3. Categorize Your Trash
Are you into categorizing trash so you can recycle? Well, that’s great because you can do it in Spanish. This is a great way to review new vocabulary and recycle in the process. You and your family can write the names in Spanish and label all your bins. This way you’ll know what goes where and review new words.
4. Play Charades with New Vocabulary
Write down different trash and waste words in pieces of paper and then randomly choose one and play charades in whichever way you’d like. If everyone in the house is learning Spanish, try to only use Spanish! If not, have both Spanish and English words. It’s a great and fun game to play and learn.

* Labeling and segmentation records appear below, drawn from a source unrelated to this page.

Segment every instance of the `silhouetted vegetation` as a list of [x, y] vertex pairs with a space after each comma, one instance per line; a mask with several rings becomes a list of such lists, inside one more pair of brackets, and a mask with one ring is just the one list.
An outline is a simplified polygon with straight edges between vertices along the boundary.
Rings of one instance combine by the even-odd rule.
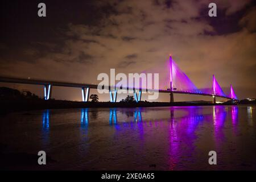
[[133, 103], [135, 102], [135, 100], [133, 96], [127, 96], [125, 99], [122, 99], [121, 102]]
[[[133, 96], [128, 96], [119, 102], [98, 102], [97, 94], [92, 94], [90, 98], [92, 102], [77, 102], [55, 100], [46, 101], [28, 90], [21, 92], [16, 89], [6, 87], [0, 88], [0, 113], [6, 111], [30, 110], [46, 109], [68, 109], [85, 107], [163, 107], [171, 106], [203, 106], [213, 105], [212, 102], [199, 101], [191, 102], [159, 102], [140, 101], [137, 102]], [[234, 103], [229, 101], [216, 105], [255, 104], [255, 100], [243, 100]], [[127, 113], [129, 117], [129, 113]], [[93, 115], [96, 118], [97, 115]]]
[[98, 96], [97, 94], [90, 95], [90, 98], [92, 100], [92, 102], [98, 102]]
[[28, 90], [22, 92], [7, 87], [0, 87], [0, 99], [40, 99]]

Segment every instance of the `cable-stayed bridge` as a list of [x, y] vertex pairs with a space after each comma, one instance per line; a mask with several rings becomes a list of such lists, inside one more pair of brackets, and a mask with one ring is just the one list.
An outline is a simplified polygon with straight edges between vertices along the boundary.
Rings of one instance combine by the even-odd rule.
[[[134, 98], [137, 102], [141, 101], [141, 96], [143, 92], [150, 92], [151, 93], [154, 92], [159, 92], [160, 93], [169, 93], [170, 95], [170, 102], [174, 101], [174, 94], [175, 93], [212, 97], [213, 98], [213, 102], [214, 104], [216, 103], [216, 97], [232, 100], [238, 100], [232, 85], [230, 85], [229, 94], [226, 95], [223, 92], [214, 75], [213, 75], [212, 88], [210, 89], [207, 89], [207, 90], [203, 90], [198, 89], [195, 86], [189, 78], [181, 71], [174, 60], [172, 60], [171, 55], [170, 56], [169, 60], [170, 84], [168, 85], [168, 89], [154, 89], [135, 87], [129, 88], [125, 86], [122, 86], [121, 89], [123, 90], [133, 90], [134, 94]], [[98, 88], [98, 85], [96, 84], [6, 76], [0, 76], [0, 82], [44, 85], [44, 98], [46, 100], [48, 100], [51, 98], [52, 90], [53, 86], [81, 88], [82, 90], [82, 101], [84, 102], [87, 102], [89, 101], [90, 89]], [[118, 94], [118, 88], [116, 86], [104, 85], [102, 88], [109, 90], [110, 102], [115, 102]]]

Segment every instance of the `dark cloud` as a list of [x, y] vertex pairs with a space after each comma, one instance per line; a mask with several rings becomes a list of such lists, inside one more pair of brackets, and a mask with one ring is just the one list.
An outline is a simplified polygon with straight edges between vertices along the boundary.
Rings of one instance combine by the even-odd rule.
[[34, 15], [35, 2], [11, 2], [1, 6], [0, 71], [84, 82], [96, 82], [110, 68], [164, 77], [172, 54], [199, 88], [214, 73], [223, 87], [232, 82], [235, 88], [255, 90], [255, 3], [216, 0], [217, 17], [210, 18], [209, 2], [46, 1], [46, 19]]
[[131, 41], [135, 39], [135, 38], [131, 37], [131, 36], [122, 36], [122, 40], [124, 41]]
[[136, 61], [133, 60], [125, 60], [118, 64], [118, 67], [121, 68], [126, 68], [129, 66], [136, 64]]
[[132, 55], [129, 55], [125, 57], [125, 58], [127, 58], [129, 59], [132, 59], [138, 57], [138, 55], [136, 53], [133, 53]]

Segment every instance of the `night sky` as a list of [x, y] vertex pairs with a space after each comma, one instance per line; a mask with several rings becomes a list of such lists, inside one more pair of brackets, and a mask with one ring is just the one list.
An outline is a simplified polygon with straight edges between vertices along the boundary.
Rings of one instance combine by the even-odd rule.
[[[40, 2], [47, 17], [38, 16]], [[208, 16], [210, 2], [217, 17]], [[256, 97], [255, 1], [9, 0], [0, 6], [1, 75], [97, 84], [99, 73], [115, 68], [159, 73], [163, 83], [171, 54], [199, 88], [210, 86], [214, 73], [227, 94], [232, 84], [238, 98]], [[43, 95], [42, 86], [0, 86]], [[53, 88], [52, 96], [81, 100], [77, 88]], [[167, 94], [159, 100], [168, 100]]]

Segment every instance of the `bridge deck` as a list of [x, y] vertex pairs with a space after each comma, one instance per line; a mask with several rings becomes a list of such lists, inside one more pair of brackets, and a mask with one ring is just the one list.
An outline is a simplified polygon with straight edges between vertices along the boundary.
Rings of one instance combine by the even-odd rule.
[[[51, 84], [52, 86], [66, 86], [66, 87], [76, 87], [76, 88], [90, 88], [93, 89], [97, 89], [98, 88], [98, 85], [86, 84], [86, 83], [76, 83], [76, 82], [63, 82], [54, 80], [44, 80], [40, 79], [35, 78], [17, 78], [17, 77], [0, 77], [0, 82], [9, 82], [9, 83], [16, 83], [16, 84], [32, 84], [32, 85], [46, 85]], [[105, 89], [114, 89], [114, 86], [105, 86]], [[123, 90], [133, 90], [133, 89], [139, 89], [139, 88], [123, 88]], [[142, 89], [142, 91], [144, 92], [159, 92], [160, 93], [170, 93], [170, 90], [156, 90], [156, 89]], [[172, 91], [174, 93], [178, 94], [192, 94], [192, 95], [200, 95], [200, 96], [205, 96], [212, 97], [212, 94], [204, 93], [193, 93], [188, 92], [182, 92], [182, 91]], [[218, 97], [225, 98], [227, 99], [232, 99], [229, 97], [225, 97], [222, 96], [216, 95], [215, 96]]]

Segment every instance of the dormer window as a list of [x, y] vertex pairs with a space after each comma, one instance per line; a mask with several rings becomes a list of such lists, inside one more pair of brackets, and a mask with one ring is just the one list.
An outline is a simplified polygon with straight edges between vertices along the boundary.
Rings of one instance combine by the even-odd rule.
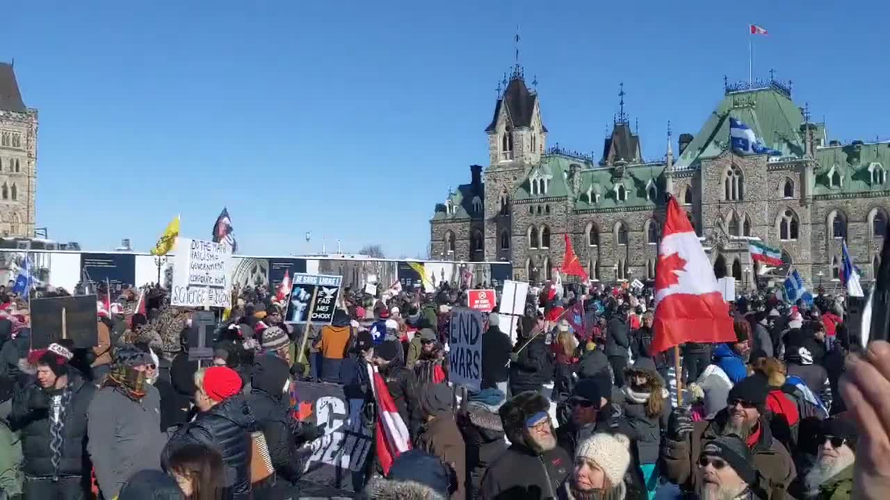
[[886, 173], [884, 171], [884, 167], [881, 164], [878, 162], [872, 162], [869, 165], [869, 173], [871, 173], [871, 185], [880, 186], [884, 184], [886, 181]]

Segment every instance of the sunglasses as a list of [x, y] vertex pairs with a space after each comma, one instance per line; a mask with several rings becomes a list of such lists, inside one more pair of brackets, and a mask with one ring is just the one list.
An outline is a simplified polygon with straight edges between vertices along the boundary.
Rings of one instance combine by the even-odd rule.
[[831, 448], [838, 448], [844, 446], [845, 443], [846, 443], [846, 438], [838, 438], [837, 436], [825, 435], [825, 436], [822, 436], [821, 442], [825, 443], [825, 441], [831, 441]]
[[750, 401], [746, 401], [744, 399], [732, 399], [732, 400], [731, 400], [729, 402], [729, 406], [730, 407], [734, 407], [736, 405], [741, 405], [741, 407], [748, 408], [748, 409], [757, 407], [757, 405], [756, 405], [756, 404], [754, 404], [754, 403], [752, 403]]
[[726, 466], [726, 461], [722, 458], [708, 458], [707, 456], [702, 456], [699, 459], [699, 465], [701, 467], [707, 467], [708, 464], [714, 465], [714, 468], [717, 471]]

5. Have a Recycling Contest
Have a recycling contest with friends and family by encouraging everyone at home to recycle and have a board with stickers for everytime someone recycles. The one with the most stickers after the contest is over, wins! And to make it even more interesting, try speaking en Español. And if you don’t feel ready, translate new words and add them to your Spanish vocabulary so that you can learn new food, materials and containers.
6. Create Something New
There are many things that can be reused and repurposed. Get creative and make something new. Make sure to name all the different items in Spanish or maybe even label them so that you can name all the things that you decide to do. You can even create art!
7. Tell a Story
This has always been one of my favorite activities! Telling a story is always a great way to test your skills. Have everyone choose an item that can be recycled and tell a story in Spanish. If you don’t feel like you can, try to use as many Spanish words as you can remember. It can be about recycling, trash, reusing something, etc. If there are words you don’t know, make sure to write them down and learn more new words in Spanish.
You Know What’s in Your Trash Can in Spanish
Now you know how to describe what’s in your trash can in Spanish as well as different activities you can do to practice vocabulary with your family. Which one will you try first? What do you see in your basurero and how many words can you say in Spanish related to waste?
Discussing what’s in your trash can in Spanish can be a fascinating way to learn new Spanish words while you get an impactful glimpse at the habits in your home—considering that if you observe your trash, you can see how healthy or unhealthy you eat, how heavily you rely on non-recyclable materials, and how much more you could be reusing.